# Affinia Manhattan--RCI Platinum



## senorak (Jul 17, 2011)

Wondering if anyone has stayed at the Affinia Manhattan since it has been available on the RCI Platinum exchange?  I've stayed at this hotel several times, (booked via specials on travelzoo.com), but I believe it has undergone, (or is undergoing), renovations?  It's one of my favorite hotels in NYC, and we booked an exchange week for the end of the month. 

Deb


----------



## MichaelColey (Jul 17, 2011)

I think I remember seeing someone in the Sightings forum talk a little about their stay there.

I'm hoping to try it next year on a trip to NYC.


----------



## abbekit (Jul 19, 2011)

They are renovating the rooms from the top down.  Reno won't be completed until fall so request a higher floor.  We were on the 25th floor last year in a corner 1br suite and even though it was prior to the renovation we loved loved it (and the view).

Here's a link to some photos of the new design 

http://www.hotelchatter.com/story/2...ls/New_Rooms_Blossom_At_The_Affinia_Manhattan

Senorak,  please post a review and take lots of photos.  We're going in the fall (yes, I'm happy with RCI again   ).  I would especially like to see more photos of the kitchen and bathroom.  Photos and a floor plan of our floor in my link below.

Have a great time in NYC!


----------



## senorak (Jul 20, 2011)

Thanks for the link to pics of the renovated rooms.  I, too, was more than happy with the old rooms....even those w/o a view.  Just getting a bit worried with some of the reviews I was reading on recent stays.   I was thrilled when Platinum came out and had the Affinia, (at a much lower TPU than the Manhattan Club), and summer dates to boot!  Taking my daughter to celebrate her 16th bday.:whoopie:   Can't wait. 

Deb


----------



## rickandcindy23 (Jul 20, 2011)

I can only see deposits through December.  I suppose it's because I have a free RCI weeks account, which is tied to the RCI points account.  I guess I need to extend my membership to RCI points Platinum?  I thought you could only do it one year at a time, which means I cannot do it yet.


----------



## tombo (Jul 20, 2011)

rickandcindy23 said:


> I can only see deposits through December.  I suppose it's because I have a free RCI weeks account, which is tied to the RCI points account.  I guess I need to extend my membership to RCI points Platinum?  I thought you could only do it one year at a time, which means I cannot do it yet.



Nahh.
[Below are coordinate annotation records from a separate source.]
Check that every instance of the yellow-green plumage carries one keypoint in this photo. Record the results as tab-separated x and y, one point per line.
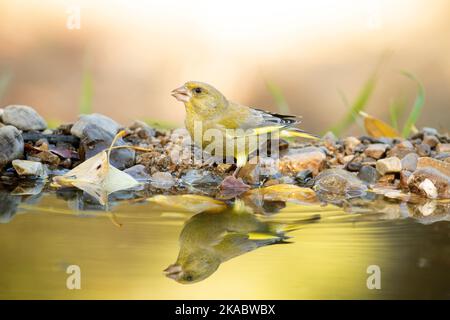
207	108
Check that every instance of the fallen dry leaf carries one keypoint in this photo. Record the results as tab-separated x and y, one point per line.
97	177
283	192
188	202
377	128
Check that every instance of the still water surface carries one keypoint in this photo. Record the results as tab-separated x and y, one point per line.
327	259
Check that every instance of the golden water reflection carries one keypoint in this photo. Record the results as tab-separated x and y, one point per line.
324	260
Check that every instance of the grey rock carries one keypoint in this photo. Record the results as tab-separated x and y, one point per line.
417	183
389	165
376	150
196	177
350	144
11	144
368	174
339	182
423	150
29	168
138	172
8	206
162	180
443	148
96	139
432	141
297	160
24	118
430	131
101	121
409	162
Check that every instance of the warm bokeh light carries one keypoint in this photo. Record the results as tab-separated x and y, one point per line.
137	51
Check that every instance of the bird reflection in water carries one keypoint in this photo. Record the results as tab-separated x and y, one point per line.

I am paid up until 2015 and I can only see availability through December too.


----------



## rickandcindy23 (Jul 20, 2011)

tombo said:


> Nahh. I am paid up until 2015 and I can only see availability through December too.



Where are all of these summer dates?  How come we cannot see them?


----------



## Margariet (Jul 20, 2011)

rickandcindy23 said:


> Where are all of these summer dates?  How come we cannot see them?



I don't have platinum since platinum membership is not available for RCI Europe but I see weeks for August 2011 to September 2012.


----------



## rickandcindy23 (Jul 20, 2011)

I only see Oct-Dec.


----------



## Margariet (Jul 20, 2011)

rickandcindy23 said:


> I only see Oct-Dec.



Well, it's only extra's, no exchanges. I guess because I don't have platinum. For the Manhattan Club it's regular exchange, extra's and the 3 and 4 night rentals.


----------



## tombo (Jul 20, 2011)

Margariet said:


> Well, it's only extra's, no exchanges. I guess because I don't have platinum. For the Manhattan Club it's regular exchange, extra's and the 3 and 4 night rentals.



That's it. We were looking for exchanges only, not extra vacations.


----------



## Margariet (Jul 20, 2011)

tombo said:


> That's it. We were looking for exchanges only, not extra vacations.



The summer weeks were available in April 2011 for RCI Platinum members. Michael Coley posted about it but I guess they are gone now since you don't see them.

http://www.tugbbs.com/forums/showthread.php?t=145683&highlight=affinia


----------



## senorak (Jul 20, 2011)

Sorry....I may have confused people.  I don't see any more summer weeks....just Oct. into Dec. 2011 at this point.  But earlier, (in the spring), there were a ton of summer weeks for the Affinia Manhattan (in RCI Platinum).  I booked back in April or May.  My week begins July 29th, but I know there were weeks in June and early July available back then....so was wondering if any TUGgers had them and how their stay turned out.  Sorry for any mixup. 

Deb


----------